Lucas Felippe

Personal information
- Full name: Lucas Martello Felippe Nascimento
- Date of birth: 3 May 2000 (age 26)
- Place of birth: São Paulo, Brazil
- Height: 1.78 m (5 ft 10 in)
- Position: Midfielder

Team information
- Current team: Virtus Entella (on loan from Potenza)
- Number: 55

Youth career
- 2017–2020: Hellas Verona

Senior career*
- Years: Team / Apps / (Gls)
- 2020–2021: Hellas Verona / 2 / (0)
- 2020–2021: → Mantova (loan) / 29 / (0)
- 2021–2022: Farense / 0 / (0)
- 2022–2023: Giugliano / 31 / (3)
- 2023–2025: Crotone / 32 / (2)
- 2024–2025: → Potenza (loan) / 24 / (2)
- 2025–: Potenza / 38 / (8)
- 2026–: → Virtus Entella (loan) / 1 / (0)

= Lucas Felippe =

Brazilian footballer (born 2000)

Lucas Martello Felippe Nascimento (born 3 May 2000) is a Brazilian professional footballer who plays as a midfielder for club Virtus Entella on loan from Potenza.

==Career==
On 1 February 2019, Felippe signed a professional contract with Hellas Verona until 2022. He made his professional debut with Hellas Verona in a 2–0 Serie A loss to Brescia on 5 July 2020.

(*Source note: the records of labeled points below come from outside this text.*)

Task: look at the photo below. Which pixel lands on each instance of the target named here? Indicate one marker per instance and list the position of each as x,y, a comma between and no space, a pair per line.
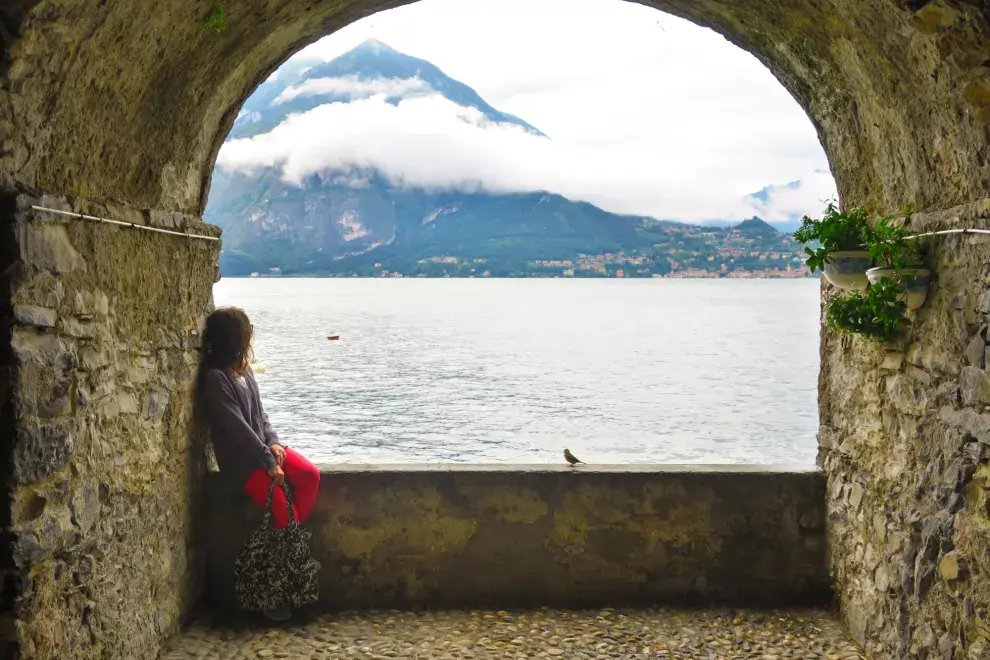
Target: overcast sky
647,113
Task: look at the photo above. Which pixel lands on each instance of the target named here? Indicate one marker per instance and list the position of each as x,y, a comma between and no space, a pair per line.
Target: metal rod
950,231
124,224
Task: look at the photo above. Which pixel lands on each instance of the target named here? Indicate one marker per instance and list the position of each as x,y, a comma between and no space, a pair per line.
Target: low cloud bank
429,142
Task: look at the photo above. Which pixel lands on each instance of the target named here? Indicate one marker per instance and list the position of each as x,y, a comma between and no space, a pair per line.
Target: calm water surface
619,371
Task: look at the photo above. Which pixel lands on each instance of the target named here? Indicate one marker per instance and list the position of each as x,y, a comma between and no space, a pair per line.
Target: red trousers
304,478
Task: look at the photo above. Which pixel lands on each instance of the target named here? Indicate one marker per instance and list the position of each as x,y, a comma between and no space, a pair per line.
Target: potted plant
840,254
898,260
877,313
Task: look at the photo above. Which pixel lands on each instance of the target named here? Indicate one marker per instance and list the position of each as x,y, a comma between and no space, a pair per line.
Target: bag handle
288,502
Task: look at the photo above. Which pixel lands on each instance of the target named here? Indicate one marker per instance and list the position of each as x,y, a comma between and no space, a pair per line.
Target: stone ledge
551,468
444,535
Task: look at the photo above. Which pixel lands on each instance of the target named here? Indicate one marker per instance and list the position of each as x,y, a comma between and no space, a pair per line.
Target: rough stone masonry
905,441
105,469
119,108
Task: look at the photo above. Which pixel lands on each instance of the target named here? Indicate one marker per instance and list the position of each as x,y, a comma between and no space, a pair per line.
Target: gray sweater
239,426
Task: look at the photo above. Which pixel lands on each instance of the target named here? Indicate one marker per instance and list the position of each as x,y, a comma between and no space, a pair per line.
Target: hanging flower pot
835,246
847,270
914,283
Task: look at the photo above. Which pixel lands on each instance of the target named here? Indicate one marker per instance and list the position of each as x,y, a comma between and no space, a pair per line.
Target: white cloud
785,202
351,87
649,113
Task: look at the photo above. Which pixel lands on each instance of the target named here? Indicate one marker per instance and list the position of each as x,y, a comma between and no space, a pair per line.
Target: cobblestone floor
587,635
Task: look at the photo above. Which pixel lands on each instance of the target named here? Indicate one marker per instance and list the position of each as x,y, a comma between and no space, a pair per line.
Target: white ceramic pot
847,270
914,283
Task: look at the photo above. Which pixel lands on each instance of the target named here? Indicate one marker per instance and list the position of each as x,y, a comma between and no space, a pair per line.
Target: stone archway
118,109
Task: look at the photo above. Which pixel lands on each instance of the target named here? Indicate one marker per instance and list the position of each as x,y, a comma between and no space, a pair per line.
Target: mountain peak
374,46
755,225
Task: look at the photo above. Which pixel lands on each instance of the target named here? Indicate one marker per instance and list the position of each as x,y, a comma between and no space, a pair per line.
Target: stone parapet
474,535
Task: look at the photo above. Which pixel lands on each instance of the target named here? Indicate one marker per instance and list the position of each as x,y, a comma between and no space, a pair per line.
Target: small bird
571,458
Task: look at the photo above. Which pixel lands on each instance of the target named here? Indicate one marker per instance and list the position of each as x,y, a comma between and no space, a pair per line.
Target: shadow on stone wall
105,470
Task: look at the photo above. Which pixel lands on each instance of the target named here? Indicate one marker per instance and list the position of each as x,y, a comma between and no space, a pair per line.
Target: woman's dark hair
227,341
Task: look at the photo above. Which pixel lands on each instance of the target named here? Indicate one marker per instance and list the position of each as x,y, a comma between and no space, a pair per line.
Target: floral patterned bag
275,568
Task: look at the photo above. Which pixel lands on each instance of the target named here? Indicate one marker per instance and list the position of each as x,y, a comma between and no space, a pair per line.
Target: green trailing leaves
216,20
878,313
836,231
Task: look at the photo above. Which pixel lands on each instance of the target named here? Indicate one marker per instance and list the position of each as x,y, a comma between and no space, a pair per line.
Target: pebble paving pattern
587,635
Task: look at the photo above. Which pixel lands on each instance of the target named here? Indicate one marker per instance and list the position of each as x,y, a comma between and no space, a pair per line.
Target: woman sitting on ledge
247,449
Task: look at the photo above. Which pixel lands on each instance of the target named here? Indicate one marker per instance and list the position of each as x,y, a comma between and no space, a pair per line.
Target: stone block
919,374
892,361
948,566
47,247
41,450
975,350
86,506
42,317
157,404
974,386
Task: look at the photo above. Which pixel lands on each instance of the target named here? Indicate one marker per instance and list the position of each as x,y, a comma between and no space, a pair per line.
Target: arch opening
359,157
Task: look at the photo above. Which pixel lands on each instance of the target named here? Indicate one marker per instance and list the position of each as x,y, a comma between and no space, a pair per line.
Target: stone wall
905,441
502,536
104,471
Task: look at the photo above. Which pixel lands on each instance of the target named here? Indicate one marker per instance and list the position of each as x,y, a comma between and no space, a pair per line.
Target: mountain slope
357,221
370,68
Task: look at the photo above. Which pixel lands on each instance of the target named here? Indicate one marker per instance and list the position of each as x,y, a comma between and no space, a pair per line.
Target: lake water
619,371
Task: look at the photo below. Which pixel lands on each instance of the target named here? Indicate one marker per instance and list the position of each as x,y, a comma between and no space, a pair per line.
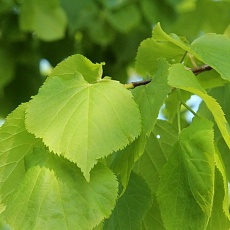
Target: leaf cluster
87,152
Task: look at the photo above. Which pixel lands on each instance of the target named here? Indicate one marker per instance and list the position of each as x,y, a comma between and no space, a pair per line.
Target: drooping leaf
78,63
187,180
55,195
151,97
46,18
15,143
151,49
82,121
131,206
158,148
123,161
218,219
153,218
213,49
179,77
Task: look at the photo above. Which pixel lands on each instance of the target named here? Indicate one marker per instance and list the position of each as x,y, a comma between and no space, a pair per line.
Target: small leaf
181,78
82,121
187,180
131,207
55,195
78,63
46,18
213,49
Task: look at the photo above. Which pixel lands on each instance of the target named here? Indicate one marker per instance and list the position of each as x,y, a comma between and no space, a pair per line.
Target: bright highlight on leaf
15,143
81,121
78,63
181,78
187,180
55,195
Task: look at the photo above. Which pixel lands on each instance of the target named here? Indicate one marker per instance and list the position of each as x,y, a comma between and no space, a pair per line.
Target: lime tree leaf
213,49
154,48
131,206
15,143
181,78
157,150
151,97
186,186
82,121
46,18
122,162
55,195
78,63
218,219
153,218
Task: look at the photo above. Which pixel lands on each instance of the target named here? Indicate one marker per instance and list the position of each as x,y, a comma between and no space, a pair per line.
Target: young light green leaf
123,161
15,143
131,206
46,18
187,180
151,97
219,219
55,195
222,200
153,218
158,148
78,63
150,50
213,49
181,78
82,121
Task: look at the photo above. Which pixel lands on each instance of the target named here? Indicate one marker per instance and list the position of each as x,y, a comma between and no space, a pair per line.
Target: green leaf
218,219
187,180
151,97
82,121
131,207
55,195
15,143
150,50
46,18
212,49
158,148
153,218
78,63
6,68
123,161
181,78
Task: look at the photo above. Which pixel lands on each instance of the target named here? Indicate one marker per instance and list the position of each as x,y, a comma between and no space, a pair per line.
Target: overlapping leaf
211,49
158,149
55,195
187,180
78,63
151,97
181,78
82,121
131,207
15,143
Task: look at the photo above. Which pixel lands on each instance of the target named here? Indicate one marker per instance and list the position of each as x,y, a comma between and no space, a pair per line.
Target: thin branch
196,71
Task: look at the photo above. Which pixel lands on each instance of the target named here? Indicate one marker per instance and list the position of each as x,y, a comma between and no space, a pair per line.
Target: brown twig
196,71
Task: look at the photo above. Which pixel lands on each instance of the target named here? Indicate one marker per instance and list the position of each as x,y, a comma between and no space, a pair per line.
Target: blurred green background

On 5 October 2020, he joined Serie C club Mantova on loan.

On 2 August 2021, he joined Portuguese side Farense on a permanent basis.

On 21 July 2023, Felippe signed a three-year contract with Crotone.

==Personal life==
Felippe was born in Brazil, and is of Italian and Spanish descent. He holds Spanish nationality.